A Tough Act to Follow
Ackermann, 63, was able to weld together Deutsche Bank's two very distinct cultures -- the flashy, dynamic Anglo-Saxon investment bankers based in London and their distinctly more conservative counterparts in the Germany-based retail and corporate banking divisions.
In addition, he played an important role in helping the government tackle the 2008 crisis, proposing a rescue fund for troubled banks and negotiating a bailout with Chancellor Angela Merkel for mortgage bank Hypo Real Estate.
A few weeks ago, he and German Finance Minister Wolfgang Schäuble sat side by side in Berlin to present an agreement under which German banks would voluntarily contribute 3.2 billion ($4.63 billion) towards a second rescue package for Greece.
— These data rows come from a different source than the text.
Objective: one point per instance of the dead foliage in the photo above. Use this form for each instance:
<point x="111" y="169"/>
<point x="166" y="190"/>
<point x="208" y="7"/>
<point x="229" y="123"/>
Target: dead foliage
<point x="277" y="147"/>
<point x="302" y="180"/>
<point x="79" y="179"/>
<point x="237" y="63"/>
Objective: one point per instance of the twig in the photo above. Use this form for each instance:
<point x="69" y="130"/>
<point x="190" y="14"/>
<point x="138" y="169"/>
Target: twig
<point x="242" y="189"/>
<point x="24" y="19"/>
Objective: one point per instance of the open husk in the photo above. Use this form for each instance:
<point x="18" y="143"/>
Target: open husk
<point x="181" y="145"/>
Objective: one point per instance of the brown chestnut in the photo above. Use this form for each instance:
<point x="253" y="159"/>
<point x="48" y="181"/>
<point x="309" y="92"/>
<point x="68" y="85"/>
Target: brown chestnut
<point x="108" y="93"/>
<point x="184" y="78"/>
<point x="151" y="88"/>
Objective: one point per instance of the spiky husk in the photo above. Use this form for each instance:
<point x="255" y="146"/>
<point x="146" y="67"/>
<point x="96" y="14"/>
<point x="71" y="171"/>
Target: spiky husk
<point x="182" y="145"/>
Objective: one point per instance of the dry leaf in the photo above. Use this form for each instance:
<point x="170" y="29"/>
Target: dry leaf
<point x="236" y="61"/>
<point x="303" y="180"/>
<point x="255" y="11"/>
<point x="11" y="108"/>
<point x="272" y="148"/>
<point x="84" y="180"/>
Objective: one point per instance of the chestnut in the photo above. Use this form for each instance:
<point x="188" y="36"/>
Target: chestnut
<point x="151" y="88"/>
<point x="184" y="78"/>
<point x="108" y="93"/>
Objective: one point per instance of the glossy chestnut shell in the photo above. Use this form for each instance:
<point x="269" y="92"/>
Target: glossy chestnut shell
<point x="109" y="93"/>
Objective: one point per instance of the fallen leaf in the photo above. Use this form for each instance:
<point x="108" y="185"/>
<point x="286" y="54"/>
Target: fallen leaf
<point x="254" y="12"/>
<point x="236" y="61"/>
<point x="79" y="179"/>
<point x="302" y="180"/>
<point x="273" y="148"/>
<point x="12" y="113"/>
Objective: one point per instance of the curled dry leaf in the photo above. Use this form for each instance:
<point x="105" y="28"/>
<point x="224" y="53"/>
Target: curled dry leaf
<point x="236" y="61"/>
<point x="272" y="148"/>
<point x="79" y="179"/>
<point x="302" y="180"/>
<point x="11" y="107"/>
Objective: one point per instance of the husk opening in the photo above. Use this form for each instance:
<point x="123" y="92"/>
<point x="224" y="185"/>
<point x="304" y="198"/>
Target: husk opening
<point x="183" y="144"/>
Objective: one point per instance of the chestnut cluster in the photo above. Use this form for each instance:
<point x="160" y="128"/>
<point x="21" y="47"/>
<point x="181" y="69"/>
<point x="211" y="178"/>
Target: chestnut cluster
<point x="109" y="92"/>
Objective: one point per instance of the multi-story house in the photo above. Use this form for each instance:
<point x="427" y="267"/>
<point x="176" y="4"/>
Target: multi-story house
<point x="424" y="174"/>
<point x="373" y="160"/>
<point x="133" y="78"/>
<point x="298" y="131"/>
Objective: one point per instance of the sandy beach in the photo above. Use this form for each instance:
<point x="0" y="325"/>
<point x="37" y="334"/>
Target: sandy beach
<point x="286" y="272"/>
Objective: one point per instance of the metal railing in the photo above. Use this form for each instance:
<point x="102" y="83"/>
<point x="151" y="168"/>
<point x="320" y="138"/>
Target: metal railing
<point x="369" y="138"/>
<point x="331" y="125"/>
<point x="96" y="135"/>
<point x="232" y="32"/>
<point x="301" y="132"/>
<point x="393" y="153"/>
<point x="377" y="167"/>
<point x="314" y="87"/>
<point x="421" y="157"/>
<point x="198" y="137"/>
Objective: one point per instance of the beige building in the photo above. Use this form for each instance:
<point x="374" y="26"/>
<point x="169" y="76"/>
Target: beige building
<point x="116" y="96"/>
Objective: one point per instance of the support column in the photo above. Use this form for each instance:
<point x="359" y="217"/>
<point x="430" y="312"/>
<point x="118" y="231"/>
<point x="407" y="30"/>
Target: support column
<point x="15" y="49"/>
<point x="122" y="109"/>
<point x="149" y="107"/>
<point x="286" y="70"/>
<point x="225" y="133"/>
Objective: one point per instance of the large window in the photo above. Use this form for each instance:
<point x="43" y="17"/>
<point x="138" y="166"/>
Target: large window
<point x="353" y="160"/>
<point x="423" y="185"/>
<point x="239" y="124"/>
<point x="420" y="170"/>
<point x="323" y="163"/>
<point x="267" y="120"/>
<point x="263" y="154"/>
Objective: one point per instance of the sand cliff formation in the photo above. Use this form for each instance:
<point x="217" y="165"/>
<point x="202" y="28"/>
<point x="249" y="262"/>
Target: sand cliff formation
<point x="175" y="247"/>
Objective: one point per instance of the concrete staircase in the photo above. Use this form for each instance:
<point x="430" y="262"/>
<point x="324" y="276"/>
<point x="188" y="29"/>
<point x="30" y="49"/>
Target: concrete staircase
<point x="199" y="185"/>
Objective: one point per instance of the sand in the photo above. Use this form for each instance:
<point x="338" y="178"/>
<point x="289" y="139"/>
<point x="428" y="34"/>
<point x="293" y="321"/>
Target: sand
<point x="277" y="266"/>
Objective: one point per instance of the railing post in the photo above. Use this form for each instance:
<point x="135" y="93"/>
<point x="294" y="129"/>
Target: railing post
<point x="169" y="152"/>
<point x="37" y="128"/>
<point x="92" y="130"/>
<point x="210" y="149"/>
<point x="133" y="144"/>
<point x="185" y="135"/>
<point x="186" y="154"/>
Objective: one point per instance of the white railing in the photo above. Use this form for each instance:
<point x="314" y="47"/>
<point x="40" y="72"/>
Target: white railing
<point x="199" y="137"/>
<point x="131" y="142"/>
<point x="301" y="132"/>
But Ackermann has made some PR gaffes. In 2004, he was labelled the epitome of the arrogant banker after he made a V for victory gesture during a trial over bonus payments to former executives of Mannesmann, the telecommunications company. He had been a co-defendant in his capacity as member of Mannesmann's supervisory board which approved the payments. In 2005, he drew fire for announcing thousands of redundancies at the same time as reporting a surge in profits.
His move into the supervisory board faces a legal hurdle because German corporate law was recently changed to require a two-year time gap between a CEO stepping down and moving up into the supervisory board of his company.
The parliament decided on this "cooling-off period" in 2009 to prevent former executives from obstructing efforts by their successors to take necessary strategic decisions or uncover mistakes made during their reign.
But the law allows an exception to be made if at least 25 percent of shareholders desire it. Given that Ackermann already appears to have the backing of the workforce, which accounts for 10 percent of the voting rights, he might get the necessary support to permit his transfer. Jain and Fitschen should brace themselves for a powerful, hands-on backseat driver.